Special Species and Habitats
This incredible, man-made landscape is constantly being cared for and improved by volunteers and the organisations in Kielder Water & Forest Park Development Trust. Since its creation during the 20th century. it has matured and developed. and careful management is helping species that were once absent to return, including osprey and water voles. Thousands of fascinating plants and animals continue to live and thrive alongside the people who live, work and play here..
What might you see while you’re here? The green boxes below indicate the month you are most likely to see each species.
The sheer variety of habitats in Kielder Water & Forest Park, from woodland to marshy grasslands and bogs, create homes for a whole host of wildlife and is impressive and unique in the UK. Explorers can expect to encounter badgers, roe deer, otters, red squirrels, shrews, seven species of bat, many woodland birds and, especially in spring, birds of prey including ospreys
Ospreys - After over 200 years of absence from Northumberland it is a delight to see ospreys thriving at Kielder. In 2017, we saw our 50th chick fledge, with all four breeding pairs producing chicks. In 2018, the 10th year of breeding, a natural nest - Nest 5 - was built by a pair of Scottish ospreys. At least one chick hatched, but, sadly, it died aged about 3 weeks. Since 2009, when re-colonisation in Northumberland began, Kielder Forest has made an impressive contribution to the northern osprey population. Between late March and early September visitors using the Lakeside Way may see ospreys hunting over the water.

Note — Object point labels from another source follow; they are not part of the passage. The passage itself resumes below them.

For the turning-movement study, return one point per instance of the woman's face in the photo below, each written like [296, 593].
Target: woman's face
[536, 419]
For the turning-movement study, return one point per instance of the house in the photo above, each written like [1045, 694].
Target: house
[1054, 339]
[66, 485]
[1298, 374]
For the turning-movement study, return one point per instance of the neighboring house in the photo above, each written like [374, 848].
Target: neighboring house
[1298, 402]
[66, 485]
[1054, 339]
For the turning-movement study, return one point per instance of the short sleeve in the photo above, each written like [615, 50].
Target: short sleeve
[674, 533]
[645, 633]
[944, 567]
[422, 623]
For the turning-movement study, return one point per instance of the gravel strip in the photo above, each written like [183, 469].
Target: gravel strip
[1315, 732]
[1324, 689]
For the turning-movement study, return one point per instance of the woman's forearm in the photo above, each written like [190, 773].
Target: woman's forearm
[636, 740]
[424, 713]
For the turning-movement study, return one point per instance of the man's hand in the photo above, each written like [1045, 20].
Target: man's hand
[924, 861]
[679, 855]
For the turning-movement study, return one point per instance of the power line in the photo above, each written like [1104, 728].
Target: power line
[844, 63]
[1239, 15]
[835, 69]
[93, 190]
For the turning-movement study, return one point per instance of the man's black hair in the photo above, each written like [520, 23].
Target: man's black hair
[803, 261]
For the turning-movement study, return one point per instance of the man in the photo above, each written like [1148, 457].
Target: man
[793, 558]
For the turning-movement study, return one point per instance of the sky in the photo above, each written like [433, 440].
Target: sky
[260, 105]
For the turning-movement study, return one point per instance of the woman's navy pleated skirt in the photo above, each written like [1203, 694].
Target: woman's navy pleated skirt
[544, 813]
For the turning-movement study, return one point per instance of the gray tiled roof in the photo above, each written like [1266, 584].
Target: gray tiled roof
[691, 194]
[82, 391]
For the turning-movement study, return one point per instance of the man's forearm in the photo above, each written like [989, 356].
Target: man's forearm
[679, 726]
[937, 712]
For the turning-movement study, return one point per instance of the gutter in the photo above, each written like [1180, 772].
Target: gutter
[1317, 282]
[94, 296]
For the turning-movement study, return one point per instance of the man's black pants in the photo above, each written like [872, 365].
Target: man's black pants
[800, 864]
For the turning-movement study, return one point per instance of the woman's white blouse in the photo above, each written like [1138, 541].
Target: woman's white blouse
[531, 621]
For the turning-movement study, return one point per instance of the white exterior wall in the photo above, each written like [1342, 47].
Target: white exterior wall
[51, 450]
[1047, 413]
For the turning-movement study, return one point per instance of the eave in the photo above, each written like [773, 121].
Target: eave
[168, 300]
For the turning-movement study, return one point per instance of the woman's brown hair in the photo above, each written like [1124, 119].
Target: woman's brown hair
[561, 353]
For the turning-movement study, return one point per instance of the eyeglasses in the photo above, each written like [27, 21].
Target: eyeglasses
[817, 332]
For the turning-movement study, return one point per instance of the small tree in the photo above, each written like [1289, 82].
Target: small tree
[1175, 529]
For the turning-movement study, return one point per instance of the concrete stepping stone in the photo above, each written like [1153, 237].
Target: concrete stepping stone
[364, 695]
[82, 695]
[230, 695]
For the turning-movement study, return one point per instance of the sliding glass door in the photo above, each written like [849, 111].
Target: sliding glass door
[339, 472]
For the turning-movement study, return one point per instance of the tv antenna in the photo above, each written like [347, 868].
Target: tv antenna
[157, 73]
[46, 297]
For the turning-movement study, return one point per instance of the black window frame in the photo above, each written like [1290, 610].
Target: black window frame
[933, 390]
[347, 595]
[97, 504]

The birds use all parts of the reservoir, but some favourite areas are either side of the water at the dam, the area between Bull Crag and Leaplish Bay, and Leaplish Bay itself. The ospreys regularly hunt soon after first light and again in the early evening, around 17.30-18.00, but can be active at any time of the day. As the breeding season goes on, more fish will be required by ever-hungry growing chicks. So June-August are the peak months, giving the best chance of seeing this magnificent bird plunge into the water and emerge with a fish, You can enjoy unique views of the birds at Kielder Castle Cafe and Kielder Waterside thanks to special cameras we have on nests.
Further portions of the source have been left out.